Published online by Cambridge University Press: 25 May 2021
I think to myself that there is no institution of the church, either among the ancient or the modern fathers, which does not possess some inner purpose.
These, as it turned out, were dangerous thoughts. Amalarius of Metz, born in the later eighth century and dead by circa 850, became one of the most controversial exegetes of the Carolingian Renaissance. This widely-traveled intellectual set out to interpret church services as if they were books of the Bible. His efforts did not please all of his contemporaries. ‘I would rather slice right off the three fingers with which I write than confirm these errors with the signature of my hand,’ wrote one. ‘Vague,’ ‘mad,’ ‘imprecise,’ scrawled another. ‘You are lying with your wicked teaching’. Later medieval readers complained about Amalarius's gnarly style, even as they praised his insights. ‘It may be that someone has written about these things more elegantly,’ wrote William of Malmesbury, ‘but truly no one has written with greater learning.’
As for modern medievalists, we have reason to be grateful to the man who thought that everything in the liturgy had a deeper explanation. Amalarius is one of the great over-explainers of the early Middle Ages. His exuberant analysis of the liturgy sheds light on a surprisingly broad range of contemporary phenomena, including the subject of this paper, the ninth-century Mediterranean slave trade. This study will begin by providing some indispensable background on Amalarius and his exegetical method, then it will attempt to untangle some of the knots in his less-than-lucid prose. Finally, it will draw a few conclusions about early medieval slavery from an imaginary, abstruse, but also – or so I wish to argue – illuminating little story that Amalarius tells about the difference between the alleluia and the tract.

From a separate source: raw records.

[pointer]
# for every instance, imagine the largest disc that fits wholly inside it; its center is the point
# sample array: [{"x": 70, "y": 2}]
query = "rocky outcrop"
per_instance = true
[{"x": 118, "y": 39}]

Amalarius, usually called ‘of Metz’, must have been an impressive young man. He may have been a student of the Anglo-Saxon sage Alcuin at Tours or at the palace school. In youth he received good training, which left its mark on his striking Latin style. Around 809, Charlemagne (r. 768–814) appointed him to Trier, one of the great northern archbishoprics. Four years later the emperor chose him as an ambassador to Constantinople.